三菱一号館美術館で開催中の「トワイライト、新版画ー小林清親から川瀬巴水まで」展でこれは、と思う作品、《両国花火之図》の主観レビューをお届けします。
画面中央には夜の川面が広がり、左右に屋形船や見物船が配置されています。
観客たちはシルエットとして描かれ、対岸には屋台や提灯の明かりが点在しています。
花火が上がり、水面に光がうつされています。
これは、本作の中心的な視覚効果です。
水面の反射は、空間の広がりと静けさを同時に生み出しています。
舟は斜めになっており、花火を観ながら喜ぶ観客の動きと呼応しています。
舟が水平でなく、斜めに配置されていることで、視線が花火へ導かれる、画面にリズムや動きが生まれる、という効果が出ます。

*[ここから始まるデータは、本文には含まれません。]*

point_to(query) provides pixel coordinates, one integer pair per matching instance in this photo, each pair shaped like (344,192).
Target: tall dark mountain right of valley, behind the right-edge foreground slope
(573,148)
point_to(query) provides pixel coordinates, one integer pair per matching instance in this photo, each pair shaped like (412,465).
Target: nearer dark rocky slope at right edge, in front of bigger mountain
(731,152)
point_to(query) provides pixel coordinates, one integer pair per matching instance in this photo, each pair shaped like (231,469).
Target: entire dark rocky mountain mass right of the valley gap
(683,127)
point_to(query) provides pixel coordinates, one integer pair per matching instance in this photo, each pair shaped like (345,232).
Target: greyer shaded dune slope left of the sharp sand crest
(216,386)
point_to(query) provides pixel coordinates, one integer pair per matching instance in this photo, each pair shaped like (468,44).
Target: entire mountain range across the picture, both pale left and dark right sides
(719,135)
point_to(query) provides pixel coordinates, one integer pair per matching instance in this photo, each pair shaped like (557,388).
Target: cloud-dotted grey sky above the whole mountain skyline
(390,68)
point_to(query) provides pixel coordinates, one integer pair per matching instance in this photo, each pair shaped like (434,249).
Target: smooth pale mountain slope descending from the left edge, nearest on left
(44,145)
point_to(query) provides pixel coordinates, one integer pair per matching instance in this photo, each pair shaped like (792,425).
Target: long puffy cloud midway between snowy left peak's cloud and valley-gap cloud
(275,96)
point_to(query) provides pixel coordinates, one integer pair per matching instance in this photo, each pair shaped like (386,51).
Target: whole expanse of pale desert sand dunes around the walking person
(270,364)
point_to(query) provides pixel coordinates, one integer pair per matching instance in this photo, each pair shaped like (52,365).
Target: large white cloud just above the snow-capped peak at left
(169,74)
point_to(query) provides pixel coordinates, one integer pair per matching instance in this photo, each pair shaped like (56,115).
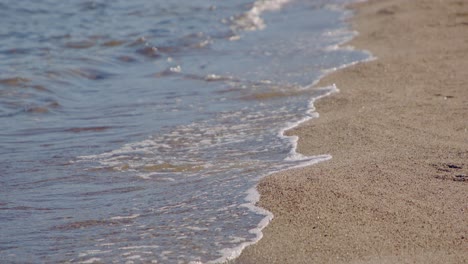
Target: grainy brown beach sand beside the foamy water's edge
(396,190)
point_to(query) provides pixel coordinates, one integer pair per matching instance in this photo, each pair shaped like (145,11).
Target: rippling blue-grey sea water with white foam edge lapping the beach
(136,131)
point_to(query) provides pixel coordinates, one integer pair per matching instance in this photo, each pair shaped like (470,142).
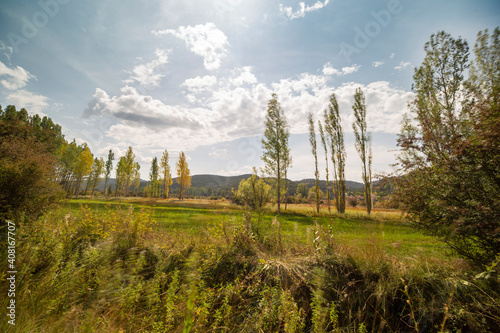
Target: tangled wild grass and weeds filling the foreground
(117,271)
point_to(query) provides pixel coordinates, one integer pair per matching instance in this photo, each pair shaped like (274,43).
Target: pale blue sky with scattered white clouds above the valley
(196,76)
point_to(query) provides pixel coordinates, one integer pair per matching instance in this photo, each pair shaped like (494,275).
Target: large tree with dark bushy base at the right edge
(450,150)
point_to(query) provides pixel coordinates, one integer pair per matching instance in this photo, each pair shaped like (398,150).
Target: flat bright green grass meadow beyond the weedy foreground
(355,229)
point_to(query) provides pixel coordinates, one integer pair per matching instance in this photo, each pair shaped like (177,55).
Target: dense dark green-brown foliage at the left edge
(28,147)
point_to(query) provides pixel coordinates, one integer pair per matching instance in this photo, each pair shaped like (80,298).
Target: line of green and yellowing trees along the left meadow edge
(38,166)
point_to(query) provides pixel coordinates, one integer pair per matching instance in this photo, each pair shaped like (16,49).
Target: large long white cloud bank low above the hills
(235,108)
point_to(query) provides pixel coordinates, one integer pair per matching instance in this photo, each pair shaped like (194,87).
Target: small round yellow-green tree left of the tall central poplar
(253,192)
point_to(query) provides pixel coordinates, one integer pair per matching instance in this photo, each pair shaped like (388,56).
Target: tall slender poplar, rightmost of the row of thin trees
(363,145)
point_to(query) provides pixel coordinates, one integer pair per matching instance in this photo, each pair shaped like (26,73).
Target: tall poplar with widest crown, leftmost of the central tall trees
(276,154)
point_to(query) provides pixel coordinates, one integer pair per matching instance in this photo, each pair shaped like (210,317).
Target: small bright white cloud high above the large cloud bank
(204,40)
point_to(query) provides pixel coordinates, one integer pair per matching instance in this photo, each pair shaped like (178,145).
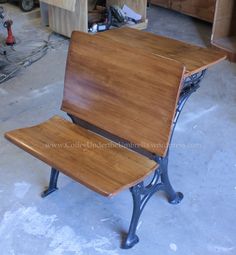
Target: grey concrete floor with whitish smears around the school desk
(75,220)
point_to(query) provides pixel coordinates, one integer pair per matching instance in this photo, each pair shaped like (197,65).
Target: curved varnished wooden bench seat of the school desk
(96,162)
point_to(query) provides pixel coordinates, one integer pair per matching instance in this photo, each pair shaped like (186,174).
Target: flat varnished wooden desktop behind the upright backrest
(194,58)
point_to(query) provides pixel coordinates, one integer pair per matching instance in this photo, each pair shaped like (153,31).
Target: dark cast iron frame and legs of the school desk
(141,193)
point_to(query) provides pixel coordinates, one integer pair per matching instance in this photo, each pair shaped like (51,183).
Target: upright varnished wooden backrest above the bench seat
(123,90)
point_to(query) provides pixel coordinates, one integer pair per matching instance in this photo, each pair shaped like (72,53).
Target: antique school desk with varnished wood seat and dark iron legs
(124,90)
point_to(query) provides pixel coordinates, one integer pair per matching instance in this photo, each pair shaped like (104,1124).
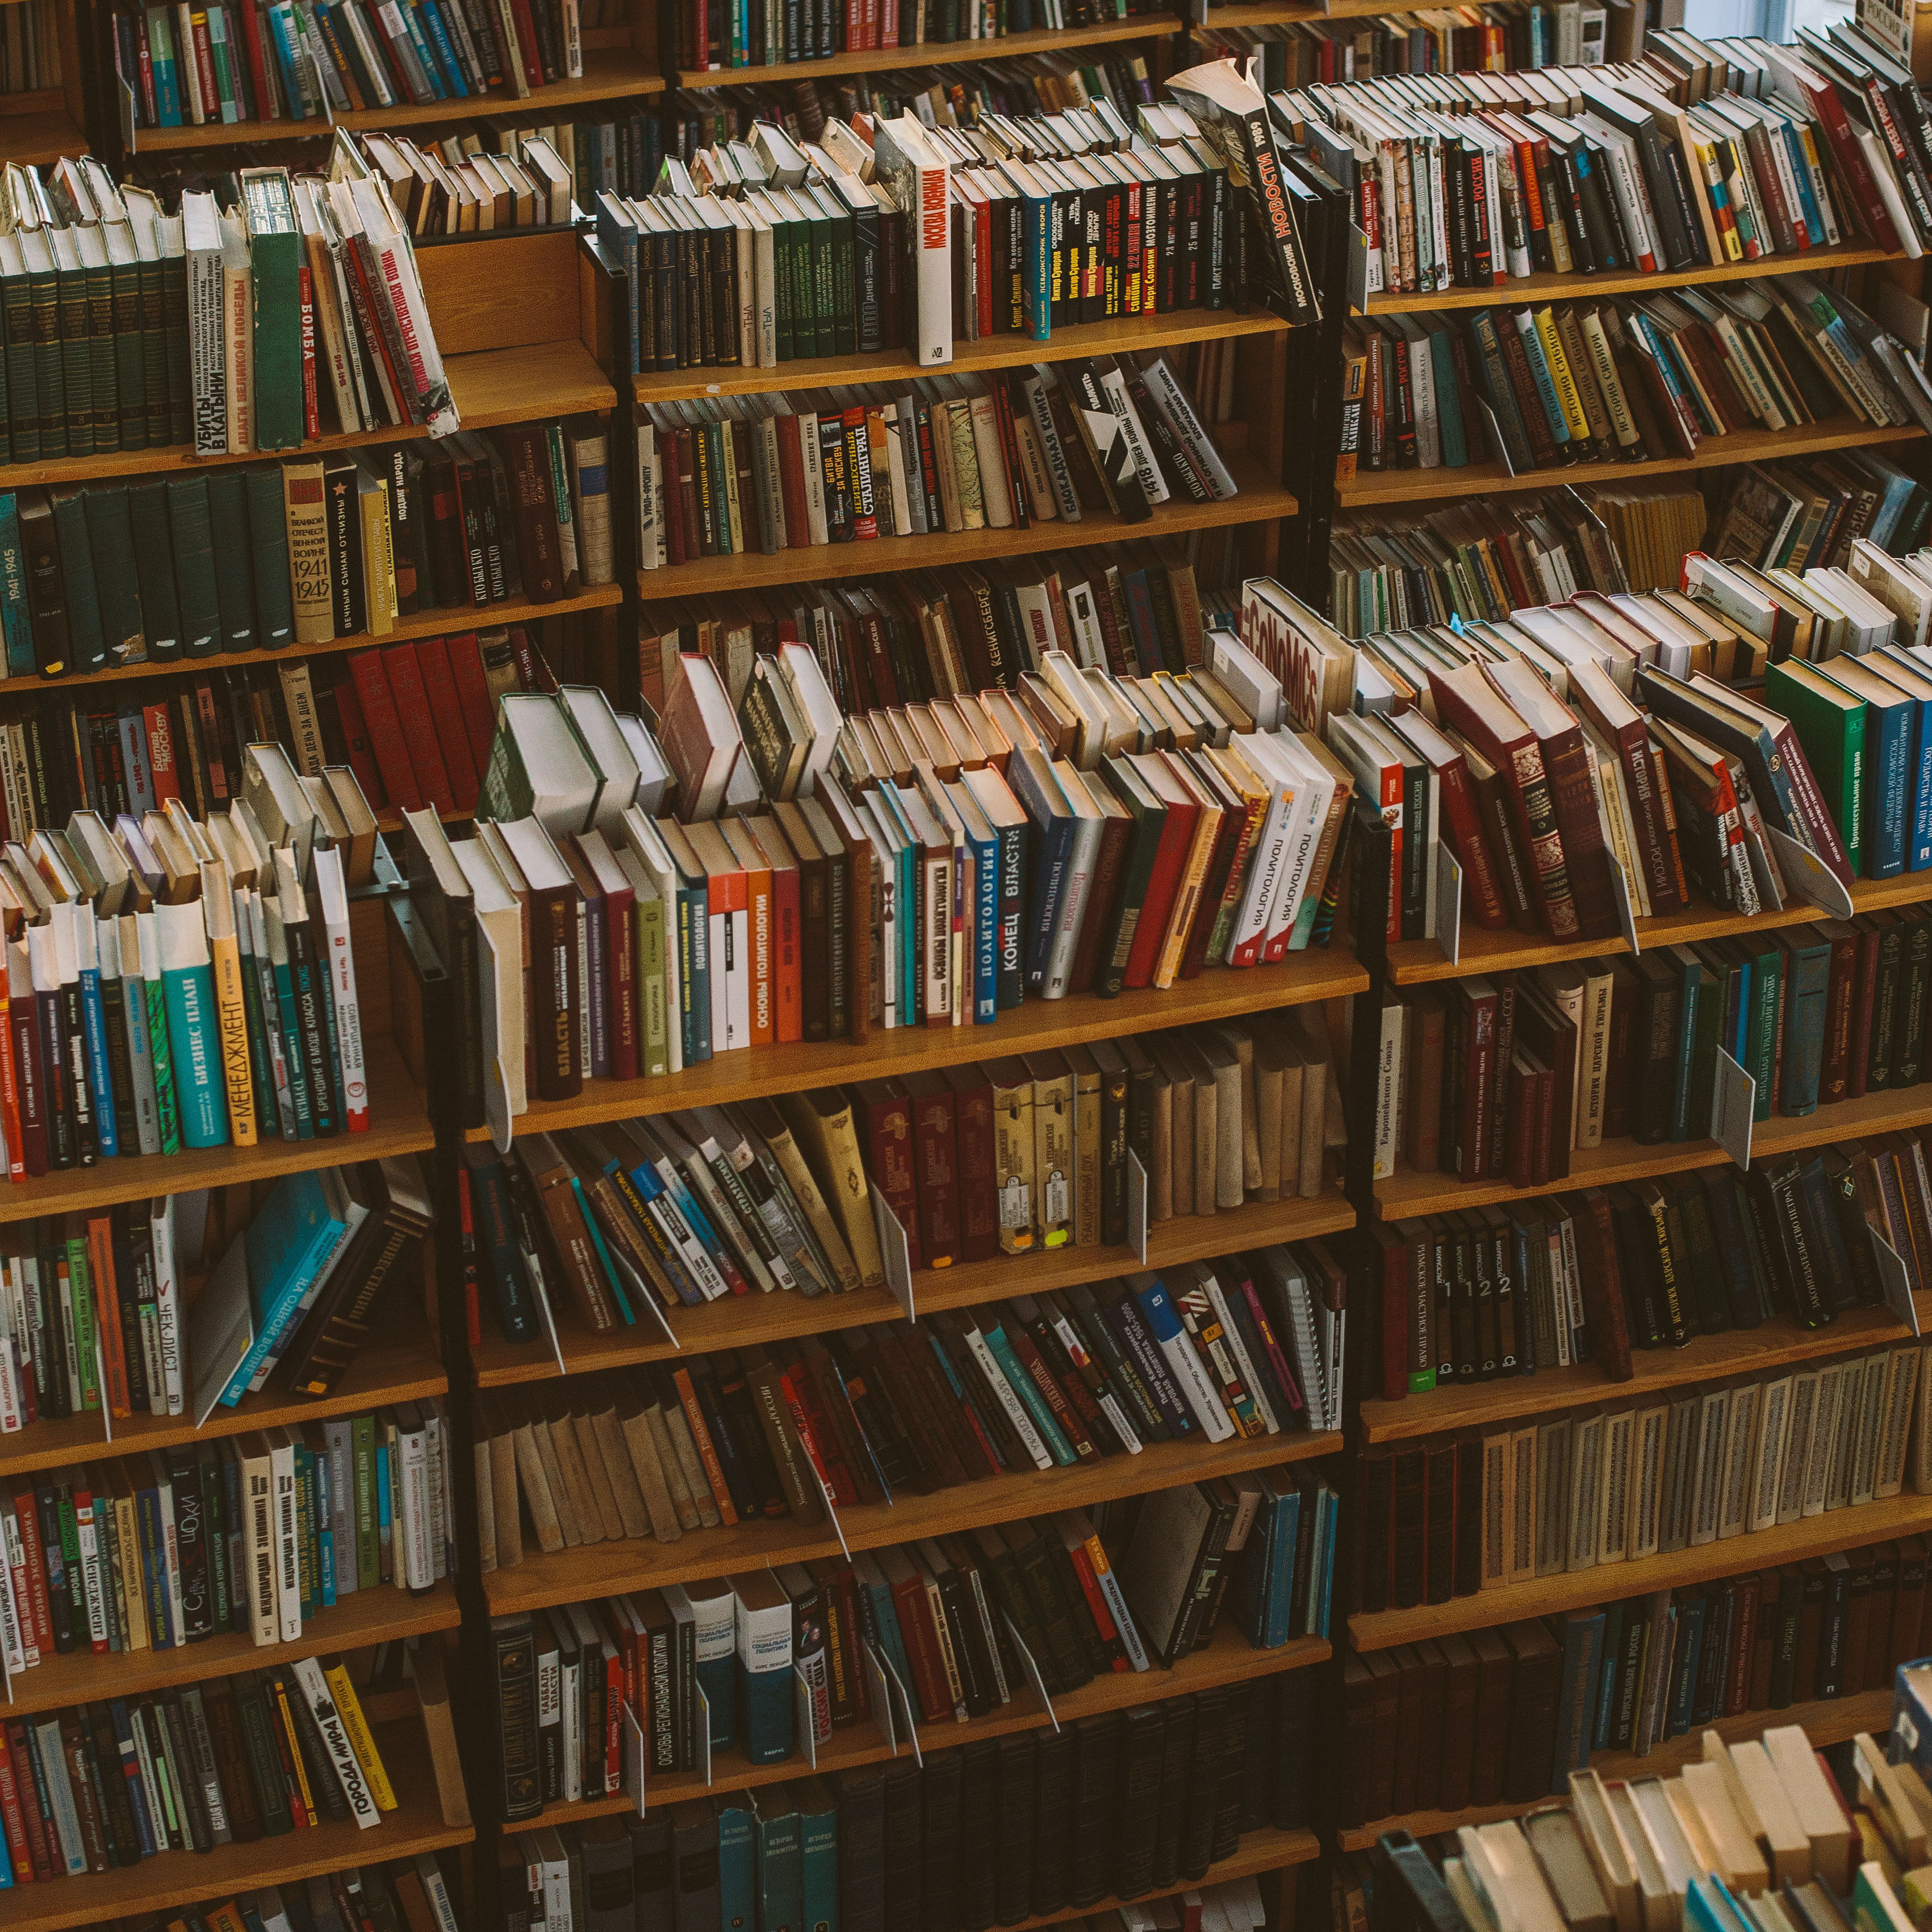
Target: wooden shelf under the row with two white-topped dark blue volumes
(1230,1659)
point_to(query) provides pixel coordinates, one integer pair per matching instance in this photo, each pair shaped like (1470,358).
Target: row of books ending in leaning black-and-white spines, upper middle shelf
(938,457)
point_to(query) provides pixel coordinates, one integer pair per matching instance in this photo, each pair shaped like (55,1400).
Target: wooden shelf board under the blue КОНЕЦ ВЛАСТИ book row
(1037,1027)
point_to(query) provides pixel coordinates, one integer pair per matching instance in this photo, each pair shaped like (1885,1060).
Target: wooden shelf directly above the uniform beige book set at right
(1483,1406)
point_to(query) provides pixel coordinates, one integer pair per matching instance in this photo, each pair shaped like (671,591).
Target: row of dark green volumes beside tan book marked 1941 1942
(254,559)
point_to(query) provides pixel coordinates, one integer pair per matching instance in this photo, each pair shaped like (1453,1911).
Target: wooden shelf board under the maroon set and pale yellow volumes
(737,1322)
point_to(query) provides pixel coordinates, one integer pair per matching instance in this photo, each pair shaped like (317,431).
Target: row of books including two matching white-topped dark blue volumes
(940,1632)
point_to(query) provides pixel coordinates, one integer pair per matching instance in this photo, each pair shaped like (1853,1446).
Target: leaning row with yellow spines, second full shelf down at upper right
(1620,382)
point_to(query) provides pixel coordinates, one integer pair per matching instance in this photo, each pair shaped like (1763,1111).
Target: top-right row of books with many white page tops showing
(1634,167)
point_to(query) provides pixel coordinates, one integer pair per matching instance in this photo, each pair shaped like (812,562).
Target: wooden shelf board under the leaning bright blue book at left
(403,1365)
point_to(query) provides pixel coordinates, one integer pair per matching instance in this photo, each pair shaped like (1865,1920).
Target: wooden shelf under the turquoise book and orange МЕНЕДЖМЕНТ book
(399,1123)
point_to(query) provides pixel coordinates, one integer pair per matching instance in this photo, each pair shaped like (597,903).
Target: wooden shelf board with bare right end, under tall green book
(488,387)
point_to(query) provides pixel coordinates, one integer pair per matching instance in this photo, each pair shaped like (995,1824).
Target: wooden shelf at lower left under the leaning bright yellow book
(185,1877)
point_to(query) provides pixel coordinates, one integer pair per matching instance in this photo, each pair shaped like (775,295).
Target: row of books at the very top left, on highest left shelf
(271,63)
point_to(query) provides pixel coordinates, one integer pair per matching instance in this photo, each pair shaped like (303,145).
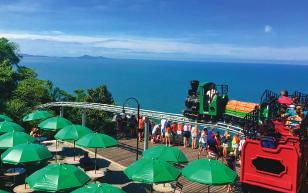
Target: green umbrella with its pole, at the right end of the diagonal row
(96,140)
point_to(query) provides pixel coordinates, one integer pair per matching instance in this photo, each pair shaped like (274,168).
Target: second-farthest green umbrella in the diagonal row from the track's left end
(72,132)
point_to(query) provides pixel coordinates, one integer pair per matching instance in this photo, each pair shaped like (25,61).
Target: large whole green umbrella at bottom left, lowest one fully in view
(57,177)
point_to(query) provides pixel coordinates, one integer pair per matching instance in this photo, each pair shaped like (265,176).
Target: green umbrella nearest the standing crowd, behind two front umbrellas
(164,153)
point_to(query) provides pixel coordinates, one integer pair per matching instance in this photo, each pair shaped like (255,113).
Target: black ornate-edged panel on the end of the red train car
(268,165)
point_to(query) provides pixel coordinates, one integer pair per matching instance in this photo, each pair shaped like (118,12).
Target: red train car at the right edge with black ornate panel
(277,163)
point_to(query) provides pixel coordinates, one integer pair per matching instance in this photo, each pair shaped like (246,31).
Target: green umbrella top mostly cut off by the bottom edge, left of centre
(99,188)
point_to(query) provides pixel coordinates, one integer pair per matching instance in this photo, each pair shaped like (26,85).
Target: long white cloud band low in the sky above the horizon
(131,46)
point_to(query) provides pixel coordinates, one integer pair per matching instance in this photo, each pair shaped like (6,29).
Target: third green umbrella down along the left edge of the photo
(13,138)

さらに、人物はシルエットながら、体の向きや姿勢から「見上げる動作」が感じられます。
一方、水面は穏やかで対立しています。
この対比によって、画面全体に緊張感とバランスが生まれています。
花火による光と闇の対立もあり、その違いが際立っています。
これはまさに小林清親の最大の特徴である「光線画」の本質です。
本作では、光と闇が強く対比され、しかもグラデーション的に溶け合っています。